Lesson very much learned.
But here we were, having made our way up north at the end of June, so we were just going to have to make the best of it. Thankfully, we had excellent company and all manner of conversation topics to distract us from what would have otherwise been a pretty miserable hike.
The trail was a mixture of rocks and roots, with pockets of mud and some rather soggy and uneven boardwalks thrown in. It was the kind of thing where if one person stepped onto a plank that you were already standing on, the entire thing would shift and threaten to dump you right into the murky water below.







At last, we reached a rock outcrop on the side of Eagle Mountain, with a large enough opening in the trees to have a bit of a view and enough of a breeze to blow away the mosquitoes. For the first time, we were able to stop and take a break without being eaten alive.

Unfortunately, this was not quite the summit, so back into the trees we went. The mosquitoes found us immediately, buzzing endless circles around our heads as we tried to figure out which of the various unlabeled trails led to the actual highest point.
There were a few wrong turns before we located the plaque marking the summit.

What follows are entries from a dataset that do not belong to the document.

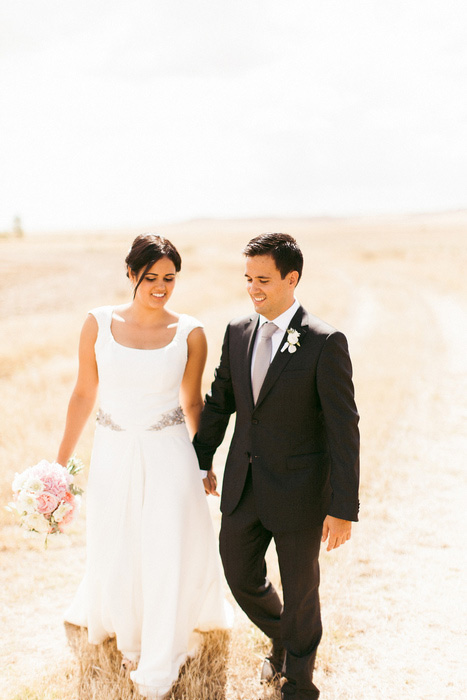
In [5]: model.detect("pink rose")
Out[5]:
[36,491,59,515]
[42,473,67,501]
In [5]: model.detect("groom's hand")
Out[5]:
[203,469,219,496]
[321,515,352,552]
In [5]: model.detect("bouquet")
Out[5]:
[9,457,84,548]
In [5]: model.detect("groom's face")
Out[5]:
[245,255,298,321]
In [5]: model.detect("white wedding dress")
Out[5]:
[65,306,229,698]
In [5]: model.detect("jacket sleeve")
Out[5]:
[317,332,360,520]
[193,327,236,469]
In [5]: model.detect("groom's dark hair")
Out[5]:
[243,233,303,280]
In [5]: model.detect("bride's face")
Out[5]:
[130,258,177,308]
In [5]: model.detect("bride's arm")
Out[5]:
[180,328,207,438]
[57,314,98,466]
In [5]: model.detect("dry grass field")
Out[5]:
[0,213,467,700]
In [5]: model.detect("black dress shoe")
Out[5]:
[261,643,285,683]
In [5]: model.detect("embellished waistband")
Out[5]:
[96,406,185,432]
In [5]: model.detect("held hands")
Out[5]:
[203,469,219,496]
[321,515,352,552]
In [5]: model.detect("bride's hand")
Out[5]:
[203,469,219,496]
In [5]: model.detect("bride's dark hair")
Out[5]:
[125,233,182,294]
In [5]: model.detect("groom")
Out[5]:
[194,233,359,700]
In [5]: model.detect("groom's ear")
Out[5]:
[289,270,300,288]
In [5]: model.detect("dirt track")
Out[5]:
[0,217,467,700]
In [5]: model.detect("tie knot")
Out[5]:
[261,321,277,340]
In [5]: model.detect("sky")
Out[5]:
[0,0,467,232]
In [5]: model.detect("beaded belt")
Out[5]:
[96,406,185,432]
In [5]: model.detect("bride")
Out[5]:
[57,234,228,700]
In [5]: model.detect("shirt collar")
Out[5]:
[258,299,300,333]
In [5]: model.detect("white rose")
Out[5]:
[287,331,300,345]
[23,513,50,533]
[53,503,73,523]
[17,491,36,513]
[24,476,44,493]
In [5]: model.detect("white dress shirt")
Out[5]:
[250,299,300,375]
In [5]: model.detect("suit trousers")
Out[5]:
[220,465,322,700]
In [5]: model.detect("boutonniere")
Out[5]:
[281,328,301,352]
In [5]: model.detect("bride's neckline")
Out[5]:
[109,308,183,352]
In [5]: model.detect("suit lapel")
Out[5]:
[254,306,308,408]
[239,314,259,406]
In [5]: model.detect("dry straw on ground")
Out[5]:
[0,213,467,700]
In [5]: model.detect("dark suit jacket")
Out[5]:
[194,307,359,532]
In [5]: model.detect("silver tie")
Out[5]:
[251,322,277,403]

It’s right smack in the middle of mosquito territory, so we paused only long enough to take a few photos before fleeing back down the trail toward the viewpoint for a few more minutes of reprieve.

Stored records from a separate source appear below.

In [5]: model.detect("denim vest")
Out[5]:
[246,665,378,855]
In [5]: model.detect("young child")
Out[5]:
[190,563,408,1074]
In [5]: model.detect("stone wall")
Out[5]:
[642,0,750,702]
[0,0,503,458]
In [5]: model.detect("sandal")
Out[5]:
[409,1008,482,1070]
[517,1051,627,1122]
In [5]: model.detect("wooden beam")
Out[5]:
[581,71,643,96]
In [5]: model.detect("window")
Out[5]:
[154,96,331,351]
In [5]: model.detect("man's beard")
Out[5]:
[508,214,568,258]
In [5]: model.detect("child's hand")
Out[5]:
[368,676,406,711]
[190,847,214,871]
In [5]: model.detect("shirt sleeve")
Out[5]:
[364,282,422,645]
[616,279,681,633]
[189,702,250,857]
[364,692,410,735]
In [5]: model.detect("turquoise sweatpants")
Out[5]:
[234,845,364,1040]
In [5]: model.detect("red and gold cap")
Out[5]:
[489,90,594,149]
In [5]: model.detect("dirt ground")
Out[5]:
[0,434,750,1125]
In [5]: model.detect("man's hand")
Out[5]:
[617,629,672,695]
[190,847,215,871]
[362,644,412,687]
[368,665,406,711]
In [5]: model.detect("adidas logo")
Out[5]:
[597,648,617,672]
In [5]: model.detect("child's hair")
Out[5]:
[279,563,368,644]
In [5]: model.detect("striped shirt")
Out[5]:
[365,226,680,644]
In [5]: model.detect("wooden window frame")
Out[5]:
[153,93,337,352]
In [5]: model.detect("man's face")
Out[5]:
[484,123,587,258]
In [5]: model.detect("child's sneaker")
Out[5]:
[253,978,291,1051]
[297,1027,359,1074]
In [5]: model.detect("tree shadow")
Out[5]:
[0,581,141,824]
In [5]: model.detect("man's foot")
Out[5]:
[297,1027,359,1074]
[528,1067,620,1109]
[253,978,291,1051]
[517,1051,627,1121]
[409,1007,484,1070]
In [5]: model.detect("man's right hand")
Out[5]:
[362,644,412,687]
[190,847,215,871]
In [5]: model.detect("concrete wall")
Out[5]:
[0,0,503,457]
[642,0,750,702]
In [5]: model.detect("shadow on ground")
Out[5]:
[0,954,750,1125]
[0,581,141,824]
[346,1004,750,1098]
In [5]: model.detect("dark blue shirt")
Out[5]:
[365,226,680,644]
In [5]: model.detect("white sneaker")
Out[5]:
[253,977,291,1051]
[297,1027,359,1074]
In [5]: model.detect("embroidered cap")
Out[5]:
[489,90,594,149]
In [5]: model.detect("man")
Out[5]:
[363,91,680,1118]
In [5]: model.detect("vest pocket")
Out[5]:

And then it was back into the mosquito swarms once more, hustling our way down Eagle Mountain and back to the trailhead as quickly as possible.
Goal accomplished, we then spent the afternoon at a blissfully mosquito-free winery/cidery, enjoying some food and drinks and conversation to wrap up our final day on Minnesota’s North Shore.

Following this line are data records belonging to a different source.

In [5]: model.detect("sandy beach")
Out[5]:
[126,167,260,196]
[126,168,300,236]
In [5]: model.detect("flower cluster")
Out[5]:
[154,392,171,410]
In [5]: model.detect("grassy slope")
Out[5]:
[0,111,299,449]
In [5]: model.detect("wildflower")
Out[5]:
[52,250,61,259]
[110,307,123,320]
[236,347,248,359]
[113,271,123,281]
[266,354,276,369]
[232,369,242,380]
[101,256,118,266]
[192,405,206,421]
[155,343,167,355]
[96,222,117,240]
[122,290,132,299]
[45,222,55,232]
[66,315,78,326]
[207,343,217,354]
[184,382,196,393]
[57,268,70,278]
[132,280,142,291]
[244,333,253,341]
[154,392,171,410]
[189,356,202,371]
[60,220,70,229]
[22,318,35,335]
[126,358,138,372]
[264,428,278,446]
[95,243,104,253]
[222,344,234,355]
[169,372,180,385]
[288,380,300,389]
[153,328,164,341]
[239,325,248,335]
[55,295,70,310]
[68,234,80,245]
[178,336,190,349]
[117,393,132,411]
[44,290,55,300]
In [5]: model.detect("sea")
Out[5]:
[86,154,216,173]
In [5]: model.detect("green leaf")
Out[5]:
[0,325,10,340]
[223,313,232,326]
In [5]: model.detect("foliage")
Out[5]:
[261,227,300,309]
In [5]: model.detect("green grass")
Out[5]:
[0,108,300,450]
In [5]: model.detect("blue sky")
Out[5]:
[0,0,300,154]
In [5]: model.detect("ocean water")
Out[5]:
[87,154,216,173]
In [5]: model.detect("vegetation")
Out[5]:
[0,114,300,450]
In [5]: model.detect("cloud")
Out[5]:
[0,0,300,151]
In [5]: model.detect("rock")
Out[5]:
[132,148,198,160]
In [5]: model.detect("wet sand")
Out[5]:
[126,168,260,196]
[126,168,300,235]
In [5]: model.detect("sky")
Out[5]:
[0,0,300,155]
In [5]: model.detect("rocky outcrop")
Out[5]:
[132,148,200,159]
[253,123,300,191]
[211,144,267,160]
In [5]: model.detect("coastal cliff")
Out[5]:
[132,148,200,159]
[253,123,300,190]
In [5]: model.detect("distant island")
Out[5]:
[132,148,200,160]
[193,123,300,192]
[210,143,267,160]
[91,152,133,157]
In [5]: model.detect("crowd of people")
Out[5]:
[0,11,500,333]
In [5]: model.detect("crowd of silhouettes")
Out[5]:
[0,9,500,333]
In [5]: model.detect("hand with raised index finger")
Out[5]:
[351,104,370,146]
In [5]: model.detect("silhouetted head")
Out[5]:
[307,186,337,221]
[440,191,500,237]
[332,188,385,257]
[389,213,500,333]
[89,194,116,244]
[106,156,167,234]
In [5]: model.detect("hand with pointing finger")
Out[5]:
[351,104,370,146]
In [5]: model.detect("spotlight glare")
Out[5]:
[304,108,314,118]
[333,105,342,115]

I’m so glad we were able to make this trip happen! Though perhaps any future meet-ups will occur in the relatively mosquito-free mountains of Colorado instead.

Truly, this was the most mosquito-filled hike of my life. It was awful. But I take comfort in the knowledge that the remaining 35 high points can’t possibly have more mosquitoes than this one.
The Important Stuff:
- Getting there: there are two starting points for this hike – Eagle Mountain Trailhead and Brule Lake Trailhead, the latter of which is more than twice as long. We started at Eagle Mountain Trailhead, at the intersection of Forest Service Routes 153 and 158. The roads are dirt but passable by any car.
- Fees and passes: there are no fees required to hike this trail, however one member of each group should fill out a free day-use permit at the trailhead as this helps the Forest Service track usage of the trail.
- Hiking: the round-trip distance from the Eagle Mountain Trailhead was 6.9 miles (11.1 km) with 570 feet (175 m) of elevation gain.
- Where to stay: while many people stay overnight in the BWCA – accessing the sites either on foot or by canoe – I absolutely don’t recommend doing so in the summer as you’ll be eaten alive by mosquitoes. Find a hotel or campsite on the shores of Lake Superior, where the wind will keep the mosquitoes at bay, and plan to just drive to the trailhead for a day hike.
- Other: mosquitoes, mosquitoes, mosquitoes. Slather yourself in DEET or, better yet, do this hike in the mosquito-free offseason.